There's a worrying lack of analysis of the actual impacts of the proposals, and how they may change behaviour.
For example, the fairly obvious fact that charging up to 35% income tax (25% flat tax relief, in the £100-125k bracket) on money you won't actually get until 20 years later is a pretty big disincentive to pension saving. People might well not have that money available! (Since they didn't get the income it's due on). This was exactly why the doctors pension fiasco was so bad.
And whilst he is very adamant that Employers pension contributions should be included in the change to add income tax - in order to avoid distorting behaviour - he doesn't mention that this effectively lowers all the income tax thresholds (which have already been frozen for so long) by a minimum of 3%, and more likely around 8%. 
He's basically a bean-counter, who only considers how the numbers affects his own bottom line, without trying to understand what the numbers actually mean.
My favourite was his outrage that the cost of the pension tax relief is increasing faster than the pension-age tax. No shit, Sherlock! It's a natural numeric consequence of increasing wealth redistribution (due to frozen tax thresholds)!

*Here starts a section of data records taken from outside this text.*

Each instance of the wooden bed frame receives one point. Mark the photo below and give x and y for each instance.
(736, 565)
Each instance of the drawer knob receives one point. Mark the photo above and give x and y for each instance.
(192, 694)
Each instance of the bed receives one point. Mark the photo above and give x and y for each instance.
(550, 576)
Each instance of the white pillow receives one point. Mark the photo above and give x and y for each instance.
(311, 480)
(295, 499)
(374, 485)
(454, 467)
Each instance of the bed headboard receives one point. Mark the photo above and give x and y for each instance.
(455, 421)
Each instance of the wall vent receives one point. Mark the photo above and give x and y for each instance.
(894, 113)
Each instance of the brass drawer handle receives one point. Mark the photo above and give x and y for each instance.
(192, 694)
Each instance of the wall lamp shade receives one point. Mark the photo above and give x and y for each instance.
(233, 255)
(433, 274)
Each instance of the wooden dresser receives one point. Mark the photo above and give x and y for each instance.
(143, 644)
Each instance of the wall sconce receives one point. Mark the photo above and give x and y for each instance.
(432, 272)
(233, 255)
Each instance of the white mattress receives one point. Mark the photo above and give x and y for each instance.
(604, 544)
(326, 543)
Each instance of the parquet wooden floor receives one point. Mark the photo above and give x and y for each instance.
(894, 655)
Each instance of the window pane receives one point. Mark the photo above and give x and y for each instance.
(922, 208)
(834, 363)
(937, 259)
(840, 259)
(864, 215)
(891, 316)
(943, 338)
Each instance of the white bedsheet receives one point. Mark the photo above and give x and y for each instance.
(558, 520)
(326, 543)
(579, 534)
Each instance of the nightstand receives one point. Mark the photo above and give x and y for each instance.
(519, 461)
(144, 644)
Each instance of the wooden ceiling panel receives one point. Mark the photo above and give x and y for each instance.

And that's even without behaviour change, which happens as the frozen thresholds mean ever more people are pushed into punitive tax brackets which they mitigate through pension payments (particularly £100-125k).
And no, the best way to respond to that probably isn't (as he suggests) to increase redistribution even more to make up for the behaviour changes you've already caused by increasing redistribution...
Partway through I started thinking 'if this is the quality of thinking Labour has access to, no wonder they introduce such stupid policies'
By the end, I was despairing.
I very much hope that Labour have access to some better analysis before they make hugely significant, sweeping Pension changes.